Nearly a dozen Hong Kong banks, as Dah Sing Bank, China Citic Bank International and China Construction Bank (Asia), have raised deposit rates over the past two weeks. Some of them are offering 3.9-4% per year on three-month deposits, a level last seen in late 2022.

Analysts said the trigger was the sharp fall in banking system liquidity. The aggregate balance at the Hong Kong Monetary Authority (HKMA) has fallen to its lowest since 2008, as the central bank intervened to defend its currency peg.

"As the aggregate balance has fallen to HK$45 billion, banks now expect that interbank rates will only go up as the demand for the Hong Kong dollar is rising as the economy improves," said Samuel Tse, an economist at DBS Bank.

Hong Kong's main policy rates are tethered to those in the United States by the currency's peg to the dollar, but the city's interbank rates were pinned to lows by weak loan demand and investment inflows into Chinese stocks and bonds.

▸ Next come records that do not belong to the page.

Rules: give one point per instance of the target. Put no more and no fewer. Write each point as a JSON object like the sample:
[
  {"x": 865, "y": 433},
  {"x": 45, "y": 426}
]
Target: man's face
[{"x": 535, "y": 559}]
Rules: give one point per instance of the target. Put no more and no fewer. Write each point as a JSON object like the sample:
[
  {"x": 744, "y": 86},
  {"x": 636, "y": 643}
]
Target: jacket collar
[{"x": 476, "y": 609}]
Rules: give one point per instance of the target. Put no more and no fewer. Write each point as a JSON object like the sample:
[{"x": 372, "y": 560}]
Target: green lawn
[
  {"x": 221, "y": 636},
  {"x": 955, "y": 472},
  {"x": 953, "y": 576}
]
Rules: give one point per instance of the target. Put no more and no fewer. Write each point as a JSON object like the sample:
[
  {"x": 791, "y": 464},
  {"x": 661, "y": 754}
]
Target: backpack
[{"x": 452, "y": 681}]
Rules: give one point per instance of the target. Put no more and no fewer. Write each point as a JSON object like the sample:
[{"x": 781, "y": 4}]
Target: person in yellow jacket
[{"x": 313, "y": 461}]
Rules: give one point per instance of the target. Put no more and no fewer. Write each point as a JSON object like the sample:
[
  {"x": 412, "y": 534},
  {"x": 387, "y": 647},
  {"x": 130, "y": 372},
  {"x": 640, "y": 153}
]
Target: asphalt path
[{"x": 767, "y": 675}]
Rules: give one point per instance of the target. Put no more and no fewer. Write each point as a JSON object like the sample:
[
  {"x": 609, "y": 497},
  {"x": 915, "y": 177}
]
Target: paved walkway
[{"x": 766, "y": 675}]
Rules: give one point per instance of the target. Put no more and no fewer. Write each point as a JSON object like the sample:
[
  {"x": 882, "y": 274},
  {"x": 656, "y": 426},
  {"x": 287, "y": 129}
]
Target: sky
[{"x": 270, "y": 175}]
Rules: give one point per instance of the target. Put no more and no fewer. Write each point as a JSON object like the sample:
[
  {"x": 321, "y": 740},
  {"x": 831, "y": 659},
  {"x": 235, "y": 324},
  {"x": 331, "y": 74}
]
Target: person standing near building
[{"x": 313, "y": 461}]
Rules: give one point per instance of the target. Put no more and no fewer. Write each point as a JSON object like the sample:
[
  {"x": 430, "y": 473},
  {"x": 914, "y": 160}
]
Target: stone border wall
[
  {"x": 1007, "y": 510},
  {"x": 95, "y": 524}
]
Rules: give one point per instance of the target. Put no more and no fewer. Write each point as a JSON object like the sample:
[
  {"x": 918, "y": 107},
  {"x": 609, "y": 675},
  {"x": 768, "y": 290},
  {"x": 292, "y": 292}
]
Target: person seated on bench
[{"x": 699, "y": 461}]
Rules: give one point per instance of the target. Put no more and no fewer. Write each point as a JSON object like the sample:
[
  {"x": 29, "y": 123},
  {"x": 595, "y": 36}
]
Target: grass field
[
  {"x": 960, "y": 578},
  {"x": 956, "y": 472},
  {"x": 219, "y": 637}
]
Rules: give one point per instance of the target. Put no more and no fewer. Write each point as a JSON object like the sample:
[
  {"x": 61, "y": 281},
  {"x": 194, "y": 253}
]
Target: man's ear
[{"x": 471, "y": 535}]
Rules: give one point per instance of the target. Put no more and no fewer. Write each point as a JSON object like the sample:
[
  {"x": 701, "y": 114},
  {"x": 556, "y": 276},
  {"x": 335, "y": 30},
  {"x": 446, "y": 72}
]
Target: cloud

The spread between Hong Kong and U.S. rates hit its widest in two decades in April, as banks cut their deposit rates and investors borrowed the cheap Hong Kong dollar for carry trades.

But banks are now seeing interbank rates rise as loan demand picks up and international appetite for Chinese assets cools. The one-month Hong Kong Interbank offer rate (Hibor) climbed 165 basis points in just a month to around 4.45%.

The city's economy grew 2.7% in the first quarter aided by a recovery in inbound tourism and domestic demand. It was the first quarter of growth after four consecutive ones of contraction. The number of mortgage loan approvals in Hong Kong also rebounded strongly in the months of February and March.

To be sure, banks can borrow against the HK$1.2 trillion ($152.89 billion) they hold of exchange fund bills, which are debt securities issued by the HKMA, to get quick cash from the monetary authority's discount window.

But raising money from retail depositors is the cheaper option. The HKMA discount rate for repurchase transactions follows the city's base rate, and is around 5.5%.